It’s no secret that, for more than a decade, the United States has fallen behind nearly every other developed country when it comes to broadband speed and proliferation. AT&T, in its continuing lobbying efforts to push approval of its proposed acquisition of T-Mobile USA, claims it will invest an additional $8 billion (over and above its annual $19 billion capital expenditures) to build out a next-generation, high-speed, wireless broadband network covering 97 percent of Americans.
That’s all well and good, provided such a deployment really happens (and it could take another six years to get to near-ubiquitous LTE); and then there are the concerns surrounding more industry consolidation and a probable increase in subscriber prices. AT&T has cultivated some strange bedfellows to forward its merger cause.
During the latest in an ongoing spate of panels debating the pros and cons of the pending merger, a spokeswoman for the Communications Workers of America (CWA) extolled the advantages of this deal but the question remains: For whom?

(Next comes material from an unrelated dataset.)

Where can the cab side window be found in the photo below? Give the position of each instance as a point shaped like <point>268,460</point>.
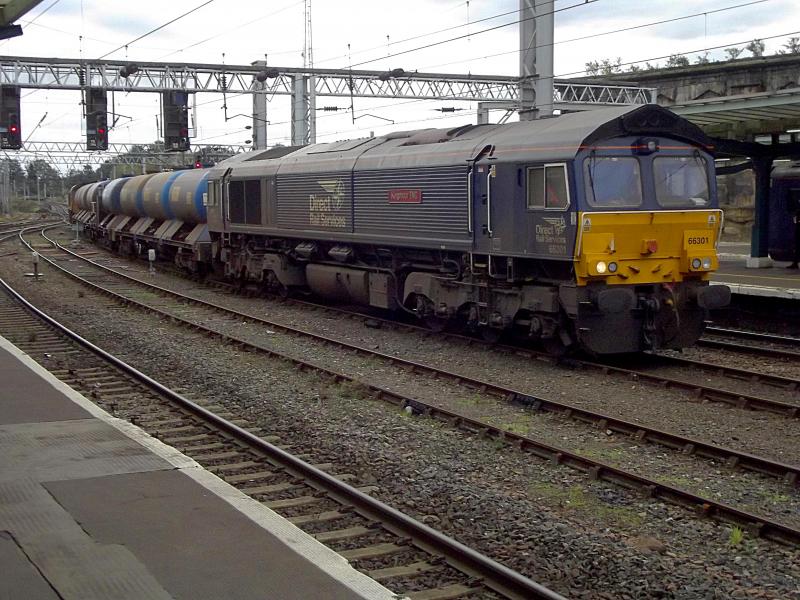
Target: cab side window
<point>547,187</point>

Speaking this morning at an Economic Policy Institute-sponsored event in Washington, D.C., Debbie Goldman, a research economist at the CWA, admitted her group and AT&T (the largest unionized company in the private sector) are “at odds all the time” but that AT&T’s CWA workers “realize they have an organization that represents them.”
She then pointed out that the melding of AT&T with T-Mobile, thus forming what essentially will be a wireless duopoly in this country (with Verizon), benefits T-Mobile workers more than any anticipated Sprint alliance would have. (To read more, click here and here).
“AT&T is the better choice because AT&T and T-Mobile use the same technology,” she noted. “Sprint still hasn’t been able to make its Nextel deal work, and [a Sprint buyout] would have resulted in another ‘negative drag.’” According to Goldman, “there will be integration from Day One, and any AT&T customer who has complained about dropped calls will see that situation resolved.” She also said broadband rollouts would be accelerated, and that a quick deployment timeline should be part of the contract.
But here’s the real CWA deal: An AT&T/T-Mobile merger would be its chance to finally unionize T-Mobile workers, something it has tried to do for more than a decade. T-Mobile corporate offices long have instituted a hard line against unionization and, so far, organizers have been unable to crack the T-Mobile barrier of collecting enough signed cards from T-Mobile techs and call-center reps to add those employees to the CWA fold. And, Goldman said, Sprint closed down a call center in San Francisco rather than let it go union.
“We are looking for a majority of T-Mobile workers to sign cards to let the union in,” Goldman said. “We have been working closely with T-Mobile employees for the past four years. We know that, once this merger has been approved, they will have the opportunity for representation.”
Goldman also noted that Randall Stephenson, AT&T’s chairman and CEO, has admitted there could be some “short-term reductions,” but that the company would bring those jobs back eventually.
In separate but related news, seven public-interest and consumer groups today asked FCC Chairman Julius Genachowski to hold public field hearings on AT&T’s proposed takeover of T-Mobile.
“Holding hearings would be consistent with the Commission’s recent actions to increase public participation in its proceedings. In fact, the Commission has previously held field hearings about proposed mergers and other topics that greatly impact consumers,” said the letter, which was signed by Public Knowledge, Consumers Union, Free Press, Future of Music Coalition, Media Access Project, National Hispanic Media Coalition and the Open Technology Initiative of the New America Foundation.
The proposed takeover is a “matter of great public concern” because of the additional market concentration and losses of jobs, among other “serious repercussions,” the letter said.